Some news reports and conservative blogs have characterized the government’s new regulations about how insurers can preserve their so-called “grandfathered status” — under which they will be exempt from some of the law’s benefit standards and regulations — as a departure from President Obama’s promise that if you like the coverage you have, you can keep it:
- NY POST: Bottom line: Sebelius means to dictate what your insurance plan must look like almost from day one, no matter how you get your coverage.

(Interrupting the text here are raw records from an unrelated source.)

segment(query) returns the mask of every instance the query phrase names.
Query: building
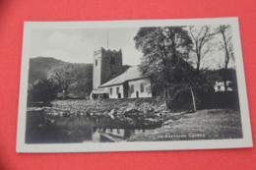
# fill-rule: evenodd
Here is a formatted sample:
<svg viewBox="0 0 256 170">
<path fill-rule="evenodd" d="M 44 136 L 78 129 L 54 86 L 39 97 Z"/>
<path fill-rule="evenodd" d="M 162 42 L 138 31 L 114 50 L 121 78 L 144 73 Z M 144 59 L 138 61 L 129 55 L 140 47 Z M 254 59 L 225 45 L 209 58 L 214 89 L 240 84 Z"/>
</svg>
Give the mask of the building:
<svg viewBox="0 0 256 170">
<path fill-rule="evenodd" d="M 226 90 L 227 91 L 232 91 L 233 87 L 232 87 L 232 83 L 230 81 L 226 81 Z M 215 83 L 215 92 L 219 92 L 219 91 L 224 91 L 224 82 L 216 82 Z"/>
<path fill-rule="evenodd" d="M 122 51 L 101 48 L 94 55 L 91 98 L 152 97 L 151 83 L 139 66 L 123 66 Z"/>
</svg>

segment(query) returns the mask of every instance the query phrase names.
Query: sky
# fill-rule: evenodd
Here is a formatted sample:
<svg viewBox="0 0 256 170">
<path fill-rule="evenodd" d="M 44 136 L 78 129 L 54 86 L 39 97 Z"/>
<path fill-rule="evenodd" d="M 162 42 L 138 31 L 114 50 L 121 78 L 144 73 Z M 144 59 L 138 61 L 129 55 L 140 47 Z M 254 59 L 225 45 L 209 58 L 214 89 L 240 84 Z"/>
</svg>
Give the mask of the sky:
<svg viewBox="0 0 256 170">
<path fill-rule="evenodd" d="M 31 57 L 53 57 L 70 63 L 93 63 L 101 47 L 122 50 L 123 64 L 138 65 L 143 56 L 133 40 L 139 28 L 32 29 Z M 107 38 L 108 37 L 108 38 Z"/>
<path fill-rule="evenodd" d="M 143 53 L 135 48 L 134 36 L 139 28 L 80 28 L 80 29 L 32 29 L 31 57 L 53 57 L 70 63 L 93 63 L 96 50 L 101 47 L 122 50 L 124 65 L 139 65 Z M 221 34 L 216 37 L 221 43 Z M 108 43 L 107 43 L 108 42 Z M 190 57 L 195 61 L 195 54 Z M 224 67 L 224 53 L 213 47 L 201 66 L 208 69 Z M 229 63 L 233 67 L 233 63 Z"/>
</svg>

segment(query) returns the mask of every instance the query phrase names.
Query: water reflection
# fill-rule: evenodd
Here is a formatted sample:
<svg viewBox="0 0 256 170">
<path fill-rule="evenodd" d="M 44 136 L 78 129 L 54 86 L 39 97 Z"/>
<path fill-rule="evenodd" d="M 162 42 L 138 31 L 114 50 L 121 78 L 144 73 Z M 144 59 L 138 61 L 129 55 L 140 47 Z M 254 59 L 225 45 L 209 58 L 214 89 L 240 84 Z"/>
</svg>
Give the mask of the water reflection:
<svg viewBox="0 0 256 170">
<path fill-rule="evenodd" d="M 54 117 L 43 112 L 28 112 L 27 143 L 112 142 L 123 142 L 135 134 L 158 125 L 147 126 L 138 120 L 102 117 Z"/>
</svg>

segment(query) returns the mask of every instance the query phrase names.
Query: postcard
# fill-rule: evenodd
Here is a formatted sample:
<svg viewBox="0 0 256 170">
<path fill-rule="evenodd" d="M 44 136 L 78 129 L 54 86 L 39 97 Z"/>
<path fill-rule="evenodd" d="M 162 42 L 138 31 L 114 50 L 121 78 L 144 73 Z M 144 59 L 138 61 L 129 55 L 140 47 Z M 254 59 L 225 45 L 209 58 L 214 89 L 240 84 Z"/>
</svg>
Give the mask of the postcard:
<svg viewBox="0 0 256 170">
<path fill-rule="evenodd" d="M 237 18 L 25 22 L 17 152 L 251 146 Z"/>
</svg>

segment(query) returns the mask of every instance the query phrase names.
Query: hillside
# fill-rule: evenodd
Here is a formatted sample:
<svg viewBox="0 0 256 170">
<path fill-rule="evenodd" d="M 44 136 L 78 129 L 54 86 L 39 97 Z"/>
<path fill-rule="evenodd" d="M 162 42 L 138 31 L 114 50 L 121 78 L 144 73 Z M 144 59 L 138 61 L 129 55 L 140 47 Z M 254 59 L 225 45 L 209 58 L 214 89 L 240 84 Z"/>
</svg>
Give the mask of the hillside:
<svg viewBox="0 0 256 170">
<path fill-rule="evenodd" d="M 49 72 L 56 67 L 63 65 L 73 65 L 80 73 L 80 79 L 72 85 L 71 95 L 73 97 L 85 97 L 93 89 L 93 64 L 68 63 L 56 60 L 51 57 L 37 57 L 30 60 L 29 84 L 33 84 L 36 80 L 46 79 Z"/>
<path fill-rule="evenodd" d="M 54 68 L 66 64 L 61 60 L 51 57 L 36 57 L 30 60 L 29 83 L 32 84 L 38 79 L 46 79 L 48 72 Z"/>
</svg>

- HOT AIR: Their strategy for letting you keep your plan if you like your plan is to include a “grandfather clause” that would exempt current plans from consumer protection requirements so long as copayments and deductibles are below certain limits. The problem: If your insurer alters the terms of the plan in the normal course of business and those limits are crossed, it’s no longer a grandfathered plan and the new consumer-protection benefits suddenly become mandatory — which means an exciting new monthly premium when your insurer inevitably passes the costs of those benefits on.

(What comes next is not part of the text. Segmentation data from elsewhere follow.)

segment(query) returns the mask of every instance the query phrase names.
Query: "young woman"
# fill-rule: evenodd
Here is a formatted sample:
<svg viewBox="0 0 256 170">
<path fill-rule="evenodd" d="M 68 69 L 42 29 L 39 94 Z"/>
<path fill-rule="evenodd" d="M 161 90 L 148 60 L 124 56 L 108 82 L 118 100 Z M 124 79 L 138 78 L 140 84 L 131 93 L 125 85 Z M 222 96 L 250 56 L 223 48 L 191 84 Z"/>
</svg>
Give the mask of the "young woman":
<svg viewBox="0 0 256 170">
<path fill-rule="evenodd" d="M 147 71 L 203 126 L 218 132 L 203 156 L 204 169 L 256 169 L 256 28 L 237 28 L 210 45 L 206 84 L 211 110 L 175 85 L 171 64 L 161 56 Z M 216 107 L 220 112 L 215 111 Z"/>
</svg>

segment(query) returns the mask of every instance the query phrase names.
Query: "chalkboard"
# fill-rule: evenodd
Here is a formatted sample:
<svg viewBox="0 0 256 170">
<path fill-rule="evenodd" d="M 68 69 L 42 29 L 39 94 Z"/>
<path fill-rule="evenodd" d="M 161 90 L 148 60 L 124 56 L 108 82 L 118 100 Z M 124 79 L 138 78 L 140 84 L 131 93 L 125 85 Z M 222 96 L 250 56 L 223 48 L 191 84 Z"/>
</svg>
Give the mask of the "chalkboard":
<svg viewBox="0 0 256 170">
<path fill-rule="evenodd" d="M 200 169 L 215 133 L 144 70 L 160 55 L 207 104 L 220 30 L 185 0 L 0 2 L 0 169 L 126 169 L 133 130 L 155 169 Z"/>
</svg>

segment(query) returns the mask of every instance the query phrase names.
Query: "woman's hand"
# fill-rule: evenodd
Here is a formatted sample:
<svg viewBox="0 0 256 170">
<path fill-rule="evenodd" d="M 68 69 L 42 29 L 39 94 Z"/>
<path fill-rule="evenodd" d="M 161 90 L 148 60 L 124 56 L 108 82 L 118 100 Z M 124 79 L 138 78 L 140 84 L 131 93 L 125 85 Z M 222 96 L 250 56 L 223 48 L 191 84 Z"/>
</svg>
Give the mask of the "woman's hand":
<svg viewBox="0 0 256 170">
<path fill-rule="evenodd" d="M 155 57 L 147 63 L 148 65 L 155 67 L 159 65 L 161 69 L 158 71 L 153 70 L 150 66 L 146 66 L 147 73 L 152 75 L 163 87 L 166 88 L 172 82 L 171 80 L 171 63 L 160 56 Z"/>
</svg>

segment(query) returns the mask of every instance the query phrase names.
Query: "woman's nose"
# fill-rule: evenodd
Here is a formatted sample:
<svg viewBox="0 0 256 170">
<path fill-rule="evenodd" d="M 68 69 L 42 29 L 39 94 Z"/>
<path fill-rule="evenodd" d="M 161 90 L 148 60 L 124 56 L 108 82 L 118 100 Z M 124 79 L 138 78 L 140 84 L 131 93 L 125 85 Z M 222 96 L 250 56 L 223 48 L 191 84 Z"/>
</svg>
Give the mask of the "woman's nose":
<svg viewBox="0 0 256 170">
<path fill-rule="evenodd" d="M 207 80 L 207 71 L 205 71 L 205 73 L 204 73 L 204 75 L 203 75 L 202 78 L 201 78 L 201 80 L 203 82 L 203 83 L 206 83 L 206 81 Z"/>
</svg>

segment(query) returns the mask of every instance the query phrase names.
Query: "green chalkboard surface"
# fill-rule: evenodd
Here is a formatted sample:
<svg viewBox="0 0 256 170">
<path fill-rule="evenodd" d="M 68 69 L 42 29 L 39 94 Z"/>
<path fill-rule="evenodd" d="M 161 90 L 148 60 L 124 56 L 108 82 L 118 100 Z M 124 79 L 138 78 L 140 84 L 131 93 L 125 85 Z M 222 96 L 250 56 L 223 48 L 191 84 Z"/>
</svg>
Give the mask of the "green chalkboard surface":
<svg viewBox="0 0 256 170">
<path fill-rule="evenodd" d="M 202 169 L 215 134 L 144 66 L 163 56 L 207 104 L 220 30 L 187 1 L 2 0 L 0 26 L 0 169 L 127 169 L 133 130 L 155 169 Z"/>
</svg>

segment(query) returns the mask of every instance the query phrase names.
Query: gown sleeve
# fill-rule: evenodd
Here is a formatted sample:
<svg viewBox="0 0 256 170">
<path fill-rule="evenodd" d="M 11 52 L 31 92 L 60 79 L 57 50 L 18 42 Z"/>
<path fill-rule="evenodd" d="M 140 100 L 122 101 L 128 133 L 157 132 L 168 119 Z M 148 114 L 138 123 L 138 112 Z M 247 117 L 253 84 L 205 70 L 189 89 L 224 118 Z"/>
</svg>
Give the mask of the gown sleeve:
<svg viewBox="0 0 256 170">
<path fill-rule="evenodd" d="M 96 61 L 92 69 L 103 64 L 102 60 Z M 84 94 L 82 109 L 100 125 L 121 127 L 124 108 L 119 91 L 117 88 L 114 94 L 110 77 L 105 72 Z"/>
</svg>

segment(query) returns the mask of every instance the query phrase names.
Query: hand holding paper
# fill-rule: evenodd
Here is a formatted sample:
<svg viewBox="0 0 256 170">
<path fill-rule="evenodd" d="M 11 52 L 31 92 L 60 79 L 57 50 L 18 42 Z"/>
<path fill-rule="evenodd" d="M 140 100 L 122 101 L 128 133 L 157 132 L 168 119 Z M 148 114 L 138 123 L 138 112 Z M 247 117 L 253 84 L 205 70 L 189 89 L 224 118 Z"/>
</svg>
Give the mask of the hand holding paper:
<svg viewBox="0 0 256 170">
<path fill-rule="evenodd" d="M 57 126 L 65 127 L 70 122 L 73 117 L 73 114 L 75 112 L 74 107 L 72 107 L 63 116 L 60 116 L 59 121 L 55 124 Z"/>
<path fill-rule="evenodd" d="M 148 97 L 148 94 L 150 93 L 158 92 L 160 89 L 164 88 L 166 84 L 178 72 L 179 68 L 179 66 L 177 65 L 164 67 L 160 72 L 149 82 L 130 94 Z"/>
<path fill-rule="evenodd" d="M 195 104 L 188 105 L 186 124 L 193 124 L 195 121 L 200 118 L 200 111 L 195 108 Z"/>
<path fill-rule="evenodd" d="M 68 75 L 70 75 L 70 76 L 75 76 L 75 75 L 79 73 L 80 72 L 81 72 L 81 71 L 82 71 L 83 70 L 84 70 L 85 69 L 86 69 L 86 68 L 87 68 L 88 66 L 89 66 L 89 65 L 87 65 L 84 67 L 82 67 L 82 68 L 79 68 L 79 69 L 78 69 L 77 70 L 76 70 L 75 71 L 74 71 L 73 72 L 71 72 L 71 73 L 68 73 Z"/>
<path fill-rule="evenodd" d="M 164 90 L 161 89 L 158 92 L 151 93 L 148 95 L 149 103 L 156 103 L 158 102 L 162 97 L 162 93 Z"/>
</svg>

- INVESTORS BUSINESS DAILY: Internal administration documents reveal that up to 51% of employers may have to relinquish their current health care coverage because of ObamaCare. Small firms will be even likelier to lose existing plans.
If you’re “keeping a plan you like,” you like it because you believe it works. It offers the right benefits for the right price. If employers or insurers violate the grandfather protocols, they’re either slashing your benefits or jacking up your deductibles or co-payments. They’re tipping the balance in the cost-to-benefit ratio and selling you a faulty product; you’ll pay dearly once you need to actually use the coverage you thought you liked.
In the same way that the government requires automakers to meet certain safety standards and design specifications, insurance issuers and employers will have to abide by new benefit and consumer protection minimums. They shield consumers from drastic benefit cuts or cost shifts. And by discouraging insurers and employers from making these changes, the new grandfather regulations help you like what you have.